3. Die Kündigung erweist sich auch nicht aus anderen Gründen als rechtsunwirksam. Insbesondere hat die Beklagte den bei ihr bestehenden Betriebsrat ordnungsgemäß im Sinne des § 102BetrVG angehört.

4. Auch Antrag 2 ist unbegründet. Der Kläger hat keinen Anspruch auf Entfernung der Abmahnungen vom 17.01.2020 und vom 11.03.2020 aus §§ 242, 1004 Abs. 1 Satz 1 BGB.

a. Arbeitnehmer können in entsprechender Anwendung von §§ 242, 1004 Abs. 1 Satz 1 BGB die Entfernung einer zu Unrecht erteilten Abmahnung aus ihrer Personalakte verlangen.

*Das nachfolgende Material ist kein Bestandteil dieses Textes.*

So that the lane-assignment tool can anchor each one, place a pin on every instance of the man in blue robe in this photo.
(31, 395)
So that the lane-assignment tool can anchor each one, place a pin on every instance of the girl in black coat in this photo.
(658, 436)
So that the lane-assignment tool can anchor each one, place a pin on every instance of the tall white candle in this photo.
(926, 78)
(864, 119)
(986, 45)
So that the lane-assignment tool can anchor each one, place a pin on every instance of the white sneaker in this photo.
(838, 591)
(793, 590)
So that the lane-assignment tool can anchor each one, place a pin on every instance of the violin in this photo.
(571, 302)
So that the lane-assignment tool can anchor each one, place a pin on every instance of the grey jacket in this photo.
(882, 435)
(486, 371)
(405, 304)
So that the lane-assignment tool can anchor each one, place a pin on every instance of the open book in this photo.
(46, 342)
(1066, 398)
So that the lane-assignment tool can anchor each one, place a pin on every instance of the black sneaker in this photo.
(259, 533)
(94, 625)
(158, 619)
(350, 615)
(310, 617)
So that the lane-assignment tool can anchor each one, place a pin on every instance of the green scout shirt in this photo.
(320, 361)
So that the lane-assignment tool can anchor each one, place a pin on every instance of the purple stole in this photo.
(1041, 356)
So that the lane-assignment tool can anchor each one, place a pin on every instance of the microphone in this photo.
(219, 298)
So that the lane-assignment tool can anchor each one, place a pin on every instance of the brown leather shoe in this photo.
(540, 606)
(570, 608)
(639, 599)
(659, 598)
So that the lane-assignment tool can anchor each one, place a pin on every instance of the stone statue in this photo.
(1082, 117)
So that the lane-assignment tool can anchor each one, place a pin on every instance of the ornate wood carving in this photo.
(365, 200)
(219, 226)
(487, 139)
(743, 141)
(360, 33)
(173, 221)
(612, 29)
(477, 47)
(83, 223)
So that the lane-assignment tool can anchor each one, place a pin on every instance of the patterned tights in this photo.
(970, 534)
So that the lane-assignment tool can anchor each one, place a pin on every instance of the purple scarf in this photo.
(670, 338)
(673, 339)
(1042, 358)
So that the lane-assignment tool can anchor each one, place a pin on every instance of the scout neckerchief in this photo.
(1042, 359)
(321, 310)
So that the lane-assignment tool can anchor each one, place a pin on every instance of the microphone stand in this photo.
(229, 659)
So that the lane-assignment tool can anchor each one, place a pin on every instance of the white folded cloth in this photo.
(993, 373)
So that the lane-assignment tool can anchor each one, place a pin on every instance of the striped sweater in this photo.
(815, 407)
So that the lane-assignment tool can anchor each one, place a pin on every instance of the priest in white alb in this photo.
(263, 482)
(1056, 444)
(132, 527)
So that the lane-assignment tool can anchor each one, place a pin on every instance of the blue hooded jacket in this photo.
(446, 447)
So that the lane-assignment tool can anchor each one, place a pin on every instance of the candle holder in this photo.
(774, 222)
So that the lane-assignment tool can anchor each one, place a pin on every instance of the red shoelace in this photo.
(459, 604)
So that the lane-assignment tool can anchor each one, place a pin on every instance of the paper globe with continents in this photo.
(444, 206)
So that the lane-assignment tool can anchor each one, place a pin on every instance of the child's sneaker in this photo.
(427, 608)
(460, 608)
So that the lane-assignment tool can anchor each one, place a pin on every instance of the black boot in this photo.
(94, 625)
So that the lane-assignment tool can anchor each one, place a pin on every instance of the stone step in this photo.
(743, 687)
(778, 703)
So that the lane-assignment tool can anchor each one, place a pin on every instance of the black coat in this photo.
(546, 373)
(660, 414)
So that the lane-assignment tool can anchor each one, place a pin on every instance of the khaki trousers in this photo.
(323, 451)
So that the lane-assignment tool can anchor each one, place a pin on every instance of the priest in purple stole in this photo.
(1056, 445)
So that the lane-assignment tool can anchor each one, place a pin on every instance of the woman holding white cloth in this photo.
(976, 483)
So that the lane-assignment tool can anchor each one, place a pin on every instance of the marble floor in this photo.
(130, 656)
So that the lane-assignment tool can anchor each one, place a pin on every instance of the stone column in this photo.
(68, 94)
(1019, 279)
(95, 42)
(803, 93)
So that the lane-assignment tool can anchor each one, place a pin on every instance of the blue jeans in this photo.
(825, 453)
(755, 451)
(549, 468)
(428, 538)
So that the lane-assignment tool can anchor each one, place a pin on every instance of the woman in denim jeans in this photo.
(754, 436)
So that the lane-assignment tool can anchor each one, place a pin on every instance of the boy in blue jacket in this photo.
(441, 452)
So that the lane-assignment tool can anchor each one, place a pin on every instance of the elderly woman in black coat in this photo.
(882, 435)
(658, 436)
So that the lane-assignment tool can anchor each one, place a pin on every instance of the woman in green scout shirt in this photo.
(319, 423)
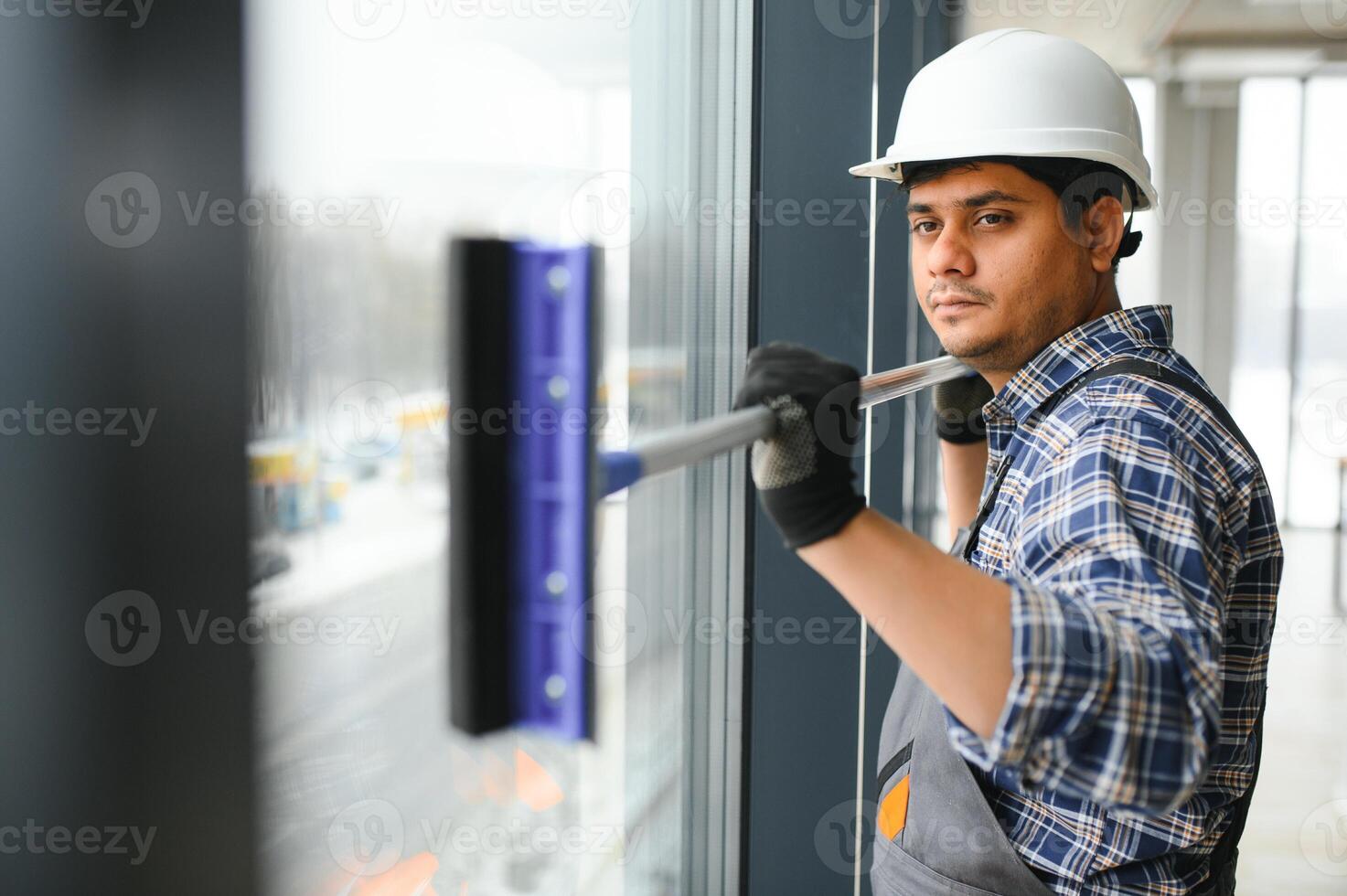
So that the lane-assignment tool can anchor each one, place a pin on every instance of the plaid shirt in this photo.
(1132, 529)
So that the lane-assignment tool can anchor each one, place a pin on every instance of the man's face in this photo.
(996, 270)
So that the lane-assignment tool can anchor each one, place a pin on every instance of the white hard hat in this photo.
(1017, 91)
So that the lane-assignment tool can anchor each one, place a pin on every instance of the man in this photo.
(1079, 701)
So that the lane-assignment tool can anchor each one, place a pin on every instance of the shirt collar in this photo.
(1079, 349)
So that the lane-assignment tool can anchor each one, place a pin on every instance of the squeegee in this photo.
(526, 477)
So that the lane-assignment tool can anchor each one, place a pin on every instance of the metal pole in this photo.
(738, 429)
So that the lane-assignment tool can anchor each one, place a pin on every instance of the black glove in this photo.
(958, 409)
(805, 472)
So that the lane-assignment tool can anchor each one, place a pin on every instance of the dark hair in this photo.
(1078, 182)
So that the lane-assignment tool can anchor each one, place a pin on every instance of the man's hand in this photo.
(805, 474)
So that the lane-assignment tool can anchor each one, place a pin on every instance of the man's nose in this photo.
(950, 255)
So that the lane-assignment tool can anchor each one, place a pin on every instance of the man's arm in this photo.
(947, 620)
(1094, 670)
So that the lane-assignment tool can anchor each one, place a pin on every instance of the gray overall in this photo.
(946, 841)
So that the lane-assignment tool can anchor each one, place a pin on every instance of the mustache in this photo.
(971, 292)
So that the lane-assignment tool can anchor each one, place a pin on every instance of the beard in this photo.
(1007, 350)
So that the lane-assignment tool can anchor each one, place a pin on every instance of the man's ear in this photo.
(1102, 230)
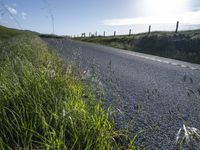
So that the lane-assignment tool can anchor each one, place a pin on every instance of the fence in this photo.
(115, 32)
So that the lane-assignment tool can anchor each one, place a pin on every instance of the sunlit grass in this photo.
(45, 107)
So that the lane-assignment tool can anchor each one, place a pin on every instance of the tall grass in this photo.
(45, 107)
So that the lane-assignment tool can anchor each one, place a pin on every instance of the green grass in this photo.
(44, 107)
(182, 46)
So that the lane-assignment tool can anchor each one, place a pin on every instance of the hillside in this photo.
(45, 104)
(184, 45)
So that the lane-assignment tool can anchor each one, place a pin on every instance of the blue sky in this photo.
(76, 16)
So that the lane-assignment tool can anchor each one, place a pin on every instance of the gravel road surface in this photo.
(155, 94)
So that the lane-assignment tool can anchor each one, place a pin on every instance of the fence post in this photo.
(177, 25)
(149, 29)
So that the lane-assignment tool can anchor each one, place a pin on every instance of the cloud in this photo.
(12, 10)
(187, 17)
(23, 14)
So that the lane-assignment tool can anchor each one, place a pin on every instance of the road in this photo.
(155, 94)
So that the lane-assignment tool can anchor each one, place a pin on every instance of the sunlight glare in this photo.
(164, 7)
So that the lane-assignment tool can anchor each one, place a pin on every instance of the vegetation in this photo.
(45, 106)
(184, 45)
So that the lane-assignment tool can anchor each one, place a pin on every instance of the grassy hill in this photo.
(46, 106)
(184, 45)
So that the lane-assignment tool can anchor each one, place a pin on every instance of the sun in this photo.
(164, 7)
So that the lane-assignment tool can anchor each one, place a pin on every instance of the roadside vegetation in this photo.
(44, 105)
(184, 45)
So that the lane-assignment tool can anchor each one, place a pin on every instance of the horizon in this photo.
(76, 17)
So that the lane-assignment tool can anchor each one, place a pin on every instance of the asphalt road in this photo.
(152, 93)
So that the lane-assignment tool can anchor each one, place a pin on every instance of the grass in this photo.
(184, 45)
(45, 107)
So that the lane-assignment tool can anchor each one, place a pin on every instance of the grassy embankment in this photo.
(184, 45)
(45, 107)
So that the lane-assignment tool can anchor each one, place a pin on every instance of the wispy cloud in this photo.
(187, 17)
(12, 10)
(23, 14)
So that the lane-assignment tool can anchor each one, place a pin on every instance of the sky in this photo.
(73, 17)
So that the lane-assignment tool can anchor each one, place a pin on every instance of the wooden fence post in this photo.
(149, 29)
(177, 25)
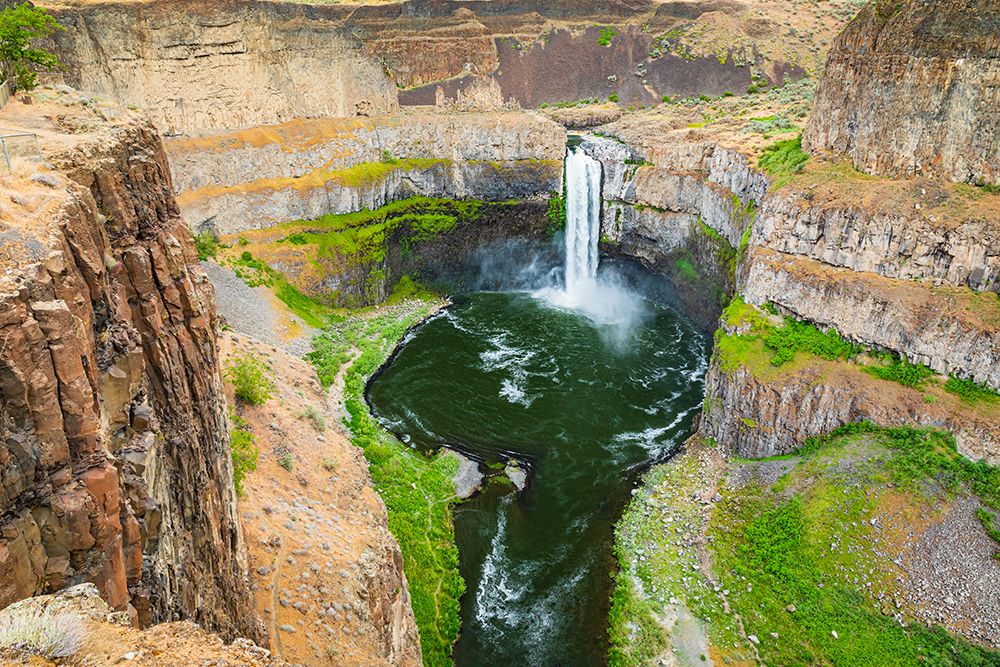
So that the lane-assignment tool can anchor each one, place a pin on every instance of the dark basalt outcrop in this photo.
(911, 88)
(114, 445)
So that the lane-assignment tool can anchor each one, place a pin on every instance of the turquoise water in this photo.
(584, 408)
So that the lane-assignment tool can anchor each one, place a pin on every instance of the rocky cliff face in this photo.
(114, 448)
(909, 88)
(305, 169)
(198, 66)
(193, 65)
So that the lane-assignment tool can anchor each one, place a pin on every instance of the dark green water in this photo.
(586, 407)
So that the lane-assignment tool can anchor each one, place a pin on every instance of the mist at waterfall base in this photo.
(558, 363)
(578, 282)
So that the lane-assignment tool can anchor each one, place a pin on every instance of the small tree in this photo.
(20, 25)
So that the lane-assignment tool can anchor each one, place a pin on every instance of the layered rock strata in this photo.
(115, 448)
(910, 88)
(193, 65)
(198, 66)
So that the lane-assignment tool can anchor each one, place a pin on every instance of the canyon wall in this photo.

Der Anspruch besteht, wenn die Abmahnung entweder inhaltlich unbestimmt ist, unrichtige Tatsachenbehauptungen enthält, auf einer unzutreffenden rechtlichen Bewertung des Verhaltens des Arbeitnehmers beruht oder den Grundsatz der Verhältnismäßigkeit verletzt, und auch dann, wenn selbst bei einer zu Recht erteilten Abmahnung kein schutzwürdiges Interesse des Arbeitgebers mehr an deren Verbleib in der Personalakte besteht (BAG 12. August 2010 - 2 AZR 593/09 - Rn. 10; BAG, Urteil vom 19. Juli 2012 - 2 AZR 782/11 -, BAGE 142, 331-338, Rn. 13)

b. Wie das Arbeitsgericht zu Recht und mit zutreffender Begründung erkannt hat sowie nach dem oben Ausgeführten war die Beklagte zum Ausspruch der Abmahnungen berechtigt. Bedenken in formeller Hinsicht bestehen nicht.

Nach allem bleibt es somit bei der klageabweisenden erstinstanzlichen Entscheidung.

III. Die Kostenentscheidung folgt aus §§ 64 Abs. 6 ArbGG, 97 Abs. 1 ZPO; als unterliegende Partei hat der Kläger die Kosten der Berufung zu tragen. Gründe für die Zulassung der Revision sind nicht gegeben, da die Entscheidung auf den Umständen des vorliegenden Einzelfalls beruht.